Sorry, but I suppose I've just confused the issue even more, but having just spoken with my Onc today I assume this is what she is talking about.
I remember last year seeing my oncologist just before starting chemotherapy. She warned me very strongly about the importance of how dangerous infections and other side effects can be from the chemo and that I mustn't ignore ANY signs of infection or heart problems. I should get to a hospital ASAP in the event of any of these problems. She had just lost a patient from chemo complications and did not want the same to happen to me. This stuck in my mind the whole time and taught me to treat chemotherapy as a regime that could help me but had the potential to kill me if certain symptoms were ignored. I have read both articles and as mentioned the times article is definately the most coherent.Thanks for bringing to the forum everyone.
I think the Telegraph article is very badly written. It seems as though the writer doesn't actually understand what they are writing about.
The Times has a much better version of the story:
It seems to be discussing 2 things... the need for a&e to realise how important it is if chemo patients arrive with high temps or infections etc due to our low immune system... Perhaps the figure is higher than we expect as it is more of a problem with eldery patients or certain other types of cancer?

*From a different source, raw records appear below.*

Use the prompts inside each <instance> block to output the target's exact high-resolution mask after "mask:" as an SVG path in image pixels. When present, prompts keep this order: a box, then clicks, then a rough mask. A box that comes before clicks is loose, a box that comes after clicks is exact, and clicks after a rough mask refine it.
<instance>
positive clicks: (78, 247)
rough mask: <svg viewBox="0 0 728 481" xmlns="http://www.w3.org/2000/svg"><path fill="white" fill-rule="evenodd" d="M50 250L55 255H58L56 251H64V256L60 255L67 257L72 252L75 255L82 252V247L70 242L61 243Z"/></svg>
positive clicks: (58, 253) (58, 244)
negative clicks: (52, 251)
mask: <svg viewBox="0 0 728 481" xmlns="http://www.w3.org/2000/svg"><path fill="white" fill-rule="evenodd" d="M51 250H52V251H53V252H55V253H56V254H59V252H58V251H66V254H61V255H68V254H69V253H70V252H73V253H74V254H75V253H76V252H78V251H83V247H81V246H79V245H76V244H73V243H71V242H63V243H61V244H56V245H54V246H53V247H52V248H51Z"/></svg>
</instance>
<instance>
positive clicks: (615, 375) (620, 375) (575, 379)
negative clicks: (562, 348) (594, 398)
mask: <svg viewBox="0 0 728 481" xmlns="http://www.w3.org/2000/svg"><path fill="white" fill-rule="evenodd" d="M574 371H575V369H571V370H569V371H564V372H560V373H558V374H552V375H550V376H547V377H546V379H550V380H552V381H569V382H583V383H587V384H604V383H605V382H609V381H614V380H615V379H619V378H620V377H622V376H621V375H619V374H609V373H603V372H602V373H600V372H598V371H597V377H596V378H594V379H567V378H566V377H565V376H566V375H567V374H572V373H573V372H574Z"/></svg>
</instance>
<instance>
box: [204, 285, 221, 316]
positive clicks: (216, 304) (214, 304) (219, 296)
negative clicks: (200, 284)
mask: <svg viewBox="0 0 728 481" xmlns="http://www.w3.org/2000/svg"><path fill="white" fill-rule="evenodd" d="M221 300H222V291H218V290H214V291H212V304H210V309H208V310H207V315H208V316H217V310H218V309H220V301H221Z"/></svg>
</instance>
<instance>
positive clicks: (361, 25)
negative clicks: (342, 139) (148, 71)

But then also goes on about them needing tp realise someone has undiagnosed cancer and have ended up in a&e as they are now very sick... But obviously those people can not be on chemo yet...

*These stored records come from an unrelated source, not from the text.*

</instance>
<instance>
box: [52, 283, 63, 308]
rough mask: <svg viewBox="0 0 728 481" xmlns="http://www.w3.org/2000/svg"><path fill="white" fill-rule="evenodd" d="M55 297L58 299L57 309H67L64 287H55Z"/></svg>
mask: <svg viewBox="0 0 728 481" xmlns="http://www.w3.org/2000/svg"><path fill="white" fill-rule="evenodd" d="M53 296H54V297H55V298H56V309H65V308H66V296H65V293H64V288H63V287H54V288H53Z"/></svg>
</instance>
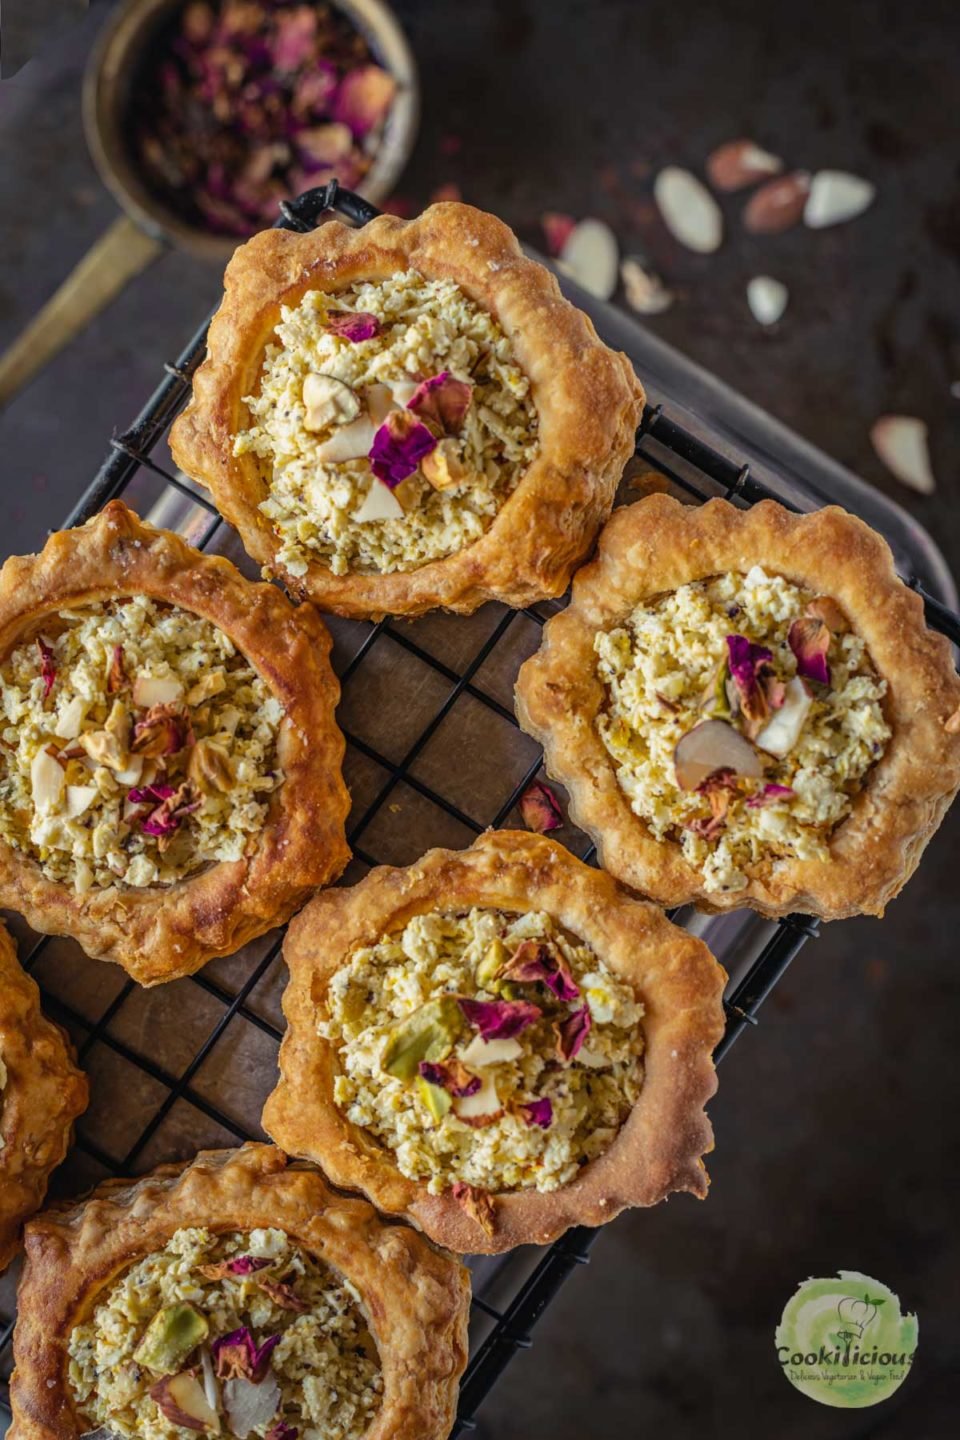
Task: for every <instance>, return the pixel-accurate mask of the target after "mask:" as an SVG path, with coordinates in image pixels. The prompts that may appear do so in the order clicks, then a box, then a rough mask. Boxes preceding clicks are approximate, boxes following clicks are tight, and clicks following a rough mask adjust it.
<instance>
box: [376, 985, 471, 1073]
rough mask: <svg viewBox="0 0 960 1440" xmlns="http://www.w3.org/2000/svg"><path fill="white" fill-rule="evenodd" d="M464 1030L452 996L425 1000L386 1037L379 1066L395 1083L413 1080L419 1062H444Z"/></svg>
mask: <svg viewBox="0 0 960 1440" xmlns="http://www.w3.org/2000/svg"><path fill="white" fill-rule="evenodd" d="M462 1028H463V1017H462V1015H461V1009H459V1005H458V1002H456V998H455V996H453V995H440V996H439V999H432V1001H427V1004H426V1005H420V1008H419V1009H416V1011H415V1012H413V1014H412V1015H409V1017H407V1018H406V1020H404V1021H402V1022H400V1024H399V1025H394V1028H393V1030H391V1031H390V1034H389V1035H387V1044H386V1048H384V1051H383V1060H381V1066H383V1070H384V1071H386V1073H387V1074H389V1076H394V1077H396V1079H397V1080H413V1079H415V1077H416V1074H417V1068H419V1064H420V1061H422V1060H445V1058H446V1057H448V1056H449V1053H450V1050H452V1048H453V1045H455V1044H456V1040H458V1037H459V1034H461V1031H462Z"/></svg>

Here is a link to the full article...
Hi Nikki, I had a friend, with bc, who died from the effects of one particular chemo..the side effects brought on cardiac arrest.

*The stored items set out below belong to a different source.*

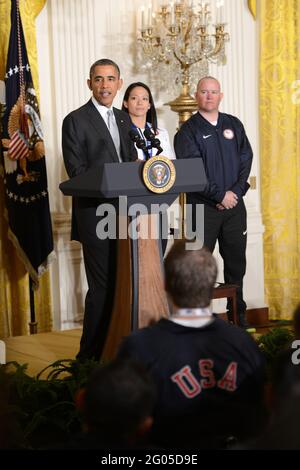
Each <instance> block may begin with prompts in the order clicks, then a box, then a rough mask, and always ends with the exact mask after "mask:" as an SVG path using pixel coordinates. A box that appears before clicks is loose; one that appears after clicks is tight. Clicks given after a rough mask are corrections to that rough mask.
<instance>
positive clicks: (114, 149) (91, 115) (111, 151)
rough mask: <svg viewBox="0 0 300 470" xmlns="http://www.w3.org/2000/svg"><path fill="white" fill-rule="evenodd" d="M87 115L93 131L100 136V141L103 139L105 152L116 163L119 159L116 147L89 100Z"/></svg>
mask: <svg viewBox="0 0 300 470" xmlns="http://www.w3.org/2000/svg"><path fill="white" fill-rule="evenodd" d="M87 113H88V116H89V120H90V123H91V125H92V127H93V129H95V131H96V132H97V133H99V134H100V135H101V138H102V139H103V138H104V139H105V141H106V146H107V150H108V151H109V153H110V154H111V159H112V161H113V162H118V161H119V159H118V154H117V151H116V147H115V144H114V143H113V140H112V138H111V135H110V132H109V130H108V128H107V125H106V123H105V122H104V119H103V118H102V116H101V114H100V113H99V112H98V111H97V109H96V108H95V106H94V105H93V103H92V101H91V100H90V101H88V103H87ZM118 127H119V126H118ZM120 139H121V135H120Z"/></svg>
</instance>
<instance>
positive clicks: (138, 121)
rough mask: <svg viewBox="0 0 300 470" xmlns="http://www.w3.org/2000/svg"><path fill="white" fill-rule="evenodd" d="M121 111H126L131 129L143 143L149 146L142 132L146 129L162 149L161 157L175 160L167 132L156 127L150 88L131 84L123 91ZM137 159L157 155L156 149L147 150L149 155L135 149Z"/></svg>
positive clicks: (146, 157) (152, 102) (155, 113)
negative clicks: (123, 97)
mask: <svg viewBox="0 0 300 470" xmlns="http://www.w3.org/2000/svg"><path fill="white" fill-rule="evenodd" d="M122 110H123V111H126V112H127V113H128V114H129V116H130V119H131V122H132V127H133V129H136V130H137V131H138V133H139V135H140V137H141V138H142V139H144V140H145V143H146V144H147V145H149V142H148V141H147V139H146V137H145V136H144V131H145V129H146V128H147V127H148V128H149V129H150V130H151V131H152V132H153V133H154V134H155V135H156V138H157V139H159V140H160V146H161V148H162V149H163V151H162V155H164V156H165V157H168V158H170V159H174V158H175V154H174V151H173V149H172V147H171V144H170V138H169V134H168V131H167V130H166V129H162V128H160V127H158V126H157V116H156V109H155V106H154V101H153V97H152V93H151V91H150V88H149V87H148V86H147V85H145V84H144V83H142V82H135V83H131V85H129V86H128V88H127V90H126V91H125V94H124V98H123V106H122ZM137 152H138V158H139V159H140V160H145V159H148V158H151V157H153V156H155V155H156V154H157V149H155V148H152V149H149V155H145V151H144V150H141V149H139V148H137Z"/></svg>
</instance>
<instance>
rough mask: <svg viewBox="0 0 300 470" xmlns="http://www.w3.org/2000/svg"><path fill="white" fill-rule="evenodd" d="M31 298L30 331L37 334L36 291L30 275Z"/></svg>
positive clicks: (34, 333) (30, 301)
mask: <svg viewBox="0 0 300 470" xmlns="http://www.w3.org/2000/svg"><path fill="white" fill-rule="evenodd" d="M29 300H30V322H29V332H30V334H31V335H36V334H37V321H35V307H34V291H33V283H32V279H31V277H30V276H29Z"/></svg>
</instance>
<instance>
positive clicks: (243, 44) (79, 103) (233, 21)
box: [37, 0, 264, 328]
mask: <svg viewBox="0 0 300 470" xmlns="http://www.w3.org/2000/svg"><path fill="white" fill-rule="evenodd" d="M148 3H149V2H148V1H146V0H144V1H143V0H113V1H104V0H101V1H100V0H51V1H50V0H49V1H48V2H47V3H46V6H45V8H44V9H43V10H42V12H41V13H40V15H39V17H38V18H37V42H38V59H39V78H40V95H41V115H42V121H43V127H44V134H45V145H46V152H47V155H46V157H47V168H48V181H49V193H50V204H51V210H52V212H53V213H55V214H59V216H56V217H54V219H55V221H56V222H55V224H54V226H55V227H54V230H55V244H56V249H57V251H58V260H57V262H56V263H55V265H53V267H52V282H53V289H52V290H53V302H54V309H55V326H56V327H57V328H66V327H71V326H73V325H74V324H76V322H77V320H78V319H80V318H82V315H83V303H84V294H85V291H86V281H85V276H84V274H83V272H84V269H83V263H82V258H81V250H80V248H79V245H76V246H75V245H74V244H71V243H70V242H69V234H68V233H66V230H67V228H66V226H65V227H64V228H62V226H61V224H60V222H58V220H61V218H62V219H63V218H65V217H68V216H69V214H70V206H71V204H70V198H68V197H63V195H62V194H61V193H60V191H59V189H58V185H59V183H60V182H61V181H63V180H65V179H66V173H65V170H64V165H63V160H62V153H61V126H62V120H63V118H64V116H66V114H68V113H69V112H70V111H71V110H73V109H75V108H77V107H79V106H81V105H82V104H84V103H85V102H86V101H87V100H88V98H89V96H90V92H89V90H88V87H87V84H86V80H87V78H88V74H89V67H90V65H91V64H92V63H93V62H94V61H95V60H97V59H99V58H102V57H109V58H111V59H113V60H115V61H116V62H117V63H118V64H119V65H120V68H121V75H122V77H123V78H124V86H123V90H121V91H120V93H119V95H118V97H117V98H116V101H115V104H116V106H119V107H120V105H121V100H122V96H123V92H124V91H125V89H126V87H127V86H128V84H129V83H131V82H132V81H138V80H139V81H144V82H146V83H147V81H148V78H147V75H146V74H145V73H144V74H142V73H140V71H139V68H140V64H139V63H137V59H136V47H137V45H136V25H137V21H138V18H137V15H136V13H137V12H138V10H139V9H140V7H141V6H142V5H143V4H144V5H145V6H146V7H147V6H148ZM159 3H162V2H159V1H158V0H156V1H152V4H153V5H156V6H157V5H158V4H159ZM194 3H195V2H194ZM210 3H211V4H212V10H214V8H213V5H214V3H215V2H214V1H213V0H211V2H210ZM223 17H224V19H225V21H226V23H227V27H226V28H227V31H228V32H229V34H230V41H229V42H228V43H227V45H226V51H227V64H226V65H225V66H223V67H217V66H212V67H210V70H209V73H210V74H211V75H214V76H216V77H217V78H219V80H220V81H221V83H222V87H223V91H224V99H223V103H222V110H223V111H224V112H228V113H230V114H234V115H236V116H238V117H239V118H240V119H241V120H242V121H243V123H244V125H245V128H246V131H247V134H248V137H249V140H250V142H251V144H252V146H253V150H254V160H253V166H252V171H251V175H252V176H254V177H256V189H251V190H249V192H248V194H247V196H246V198H245V200H246V205H247V209H248V226H249V228H248V249H247V259H248V268H247V274H246V277H245V297H246V301H247V303H248V306H249V307H262V306H264V278H263V254H262V234H263V227H262V223H261V214H260V188H259V154H258V149H259V142H258V124H257V123H258V93H257V87H258V73H257V41H256V24H255V21H254V20H253V18H252V16H251V14H250V12H249V10H248V7H247V2H246V0H224V12H223ZM170 79H171V77H166V81H168V80H170ZM174 98H175V97H174ZM165 101H166V97H165V95H164V91H163V90H162V91H160V92H159V93H156V94H155V102H156V107H157V111H158V117H159V122H160V125H161V126H162V127H166V128H167V129H168V130H169V133H170V137H171V139H172V137H173V135H174V133H175V131H176V127H177V115H176V114H175V113H173V112H172V111H171V110H170V109H169V107H168V106H164V103H165ZM218 259H219V257H218ZM219 264H220V271H221V272H222V263H221V261H220V260H219ZM253 286H256V287H255V288H254V287H253ZM221 308H223V307H221Z"/></svg>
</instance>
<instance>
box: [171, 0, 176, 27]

One in four sounds surprisingly high, to me.
After posting this and seeing it in the theads I have realised that the title may upset some people, so so sorry, just didn't think as tend to be quite black and white.
If an admin reads this, please can you change it to the title of the newspaper article.
Sorry again for upsetting anyone
Spotted this peice in the paper from Saturday, has anyone got a clue what it's about? Doesn't make sense to me.
"Specialist Cancer Care In Casualty"
"Every hospital casualty department in England could be given access to a cancer specialist to try and reduce deaths uneccessarily hastened by chemotherapy. A report had claimed that more than one in four patients could be dying early because of the treatment. Prof Mike Richards, the Governments cancer tsar, urged hospitals to adopt the guidelines from the National Chemotherapy Advisory Group"
Does it mean people are dying due to complications the casualty departments arn't spotting?? Although somewhat vague, it's not exactly comforting.